Entró sin prisa. La madera crujió bajo sus pies; el polvo levantado formaba pequeñas nubecillas que flotaban perezosas en la penumbra. Ella solía decir que la luz de la tarde tenía un color de miel en esa habitación, y que era entonces cuando todo parecía más vivo. Pero ahora la luz era otra: una leche aguada filtrada por las nubes que anunciaban tormenta. Giuliano acarició la superficie de la mesa, y la yema de sus dedos arrastró un reguero que brillaba momentáneamente antes de apagarse. Allí habían partido pan. Allí ella había dejado caer una lágrima el último día, mientras decía su nombre como si lo escupiera.
—Giuliano… no puedo…—.
Eso fue lo último que escuchó de su boca, antes de verla marcharse por el camino que él, ahora, había desandado.
Giuliano había plantado romero junto a la ventana. A ella le gustaba arrancar ramitas y deslizarlas bajo la almohada, decía que alejaban los sueños oscuros. La mata seguía allí, desbordada, salvaje, extendiendo sus ramas como brazos flacos. Tomó una de ellas, la frotó despacio. El perfume llenó el aire. Y, de golpe, la vio.
Lucía se agachaba sobre el suelo, con la falda arremangada y los cabellos cayéndole en cascada sobre el rostro. Reía. Reía mientras sacaba tierra con las uñas, plantando menta junto al romero. Decía que juntos crecerían mejor. Que juntos ahuyentarían los malos espíritus. Que juntos…
Él no había creído en esas cosas. Se había reído de su fe en los pequeños gestos. Pero ahora, en ese instante suspendido, supo que todo lo que habían sido seguía allí. Quieto. Quieto como el agua profunda que nadie mira.

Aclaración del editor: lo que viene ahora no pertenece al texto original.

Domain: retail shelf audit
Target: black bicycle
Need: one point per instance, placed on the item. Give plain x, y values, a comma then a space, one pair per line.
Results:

Volvió a sentarse en la mecedora del porche. La misma que ella había lijado y pintado de azul una primavera. Menta en la mano izquierda. Romero en la derecha. Cerró los ojos. Escuchó el zumbido de las abejas que iban y venían del campo de lavanda al fondo. Oyó el ulular de la tórtola que anidaba aún en el alero. Todo parecía como antes. Como si ella pudiera salir en cualquier momento, las mejillas manchadas de tierra, riendo, con ese hueco entre los dientes que tanto le gustaba besar.
Pero no salió.
No saldría.
Porque había muerto.
Se lo dijeron en una carta que tardó meses en llegar. Había partido hacia el norte, y en un cruce de carreteras, el mundo decidió que era su momento. Un accidente. Un final sin poesía, sin aviso. Solo vacío.
Él no fue al entierro. No lloró. Siguió andando, como quien huye de algo que lleva en la conciencia. Pero ahora había vuelto. Para buscarla. O, al menos, para encontrarse a sí mismo donde ella lo había dejado.
La tarde cayó despacio. El cielo sangraba, igual que aquel día en que le prometió volver cuando supiera cómo quedarse. Ahora sabía.
Se levantó.
Rompió ramas frescas de romero y menta. Hizo un pequeño atado y lo colocó en la vieja repisa junto a la ventana. El viento lo movió suavemente, esparciendo el aroma por toda la estancia. Y en el aire, entre el polvo suspendido y los últimos rayos de luz, creyó verla otra vez, sonriendo, mirándolo con la ternura que solo tienen los que saben que el amor es algo que no muere, aunque cambie de forma.
Giuliano no lloró.
Respiró hondo.
Y por primera vez en muchos años, la soledad no le dolió tanto.
Se quedó allí, hasta que las estrellas encendieron su linterna ciega.
Y cuando la luna se alzó, se durmió, con las manos llenas de menta y romero.
Dicen en el pueblo que hay noches en las que un hombre canta bajito en esa casa. Canciones viejas. Canciones de amor. Y que cuando el viento sopla desde el sur, huele a algo dulce. A menta. A romero.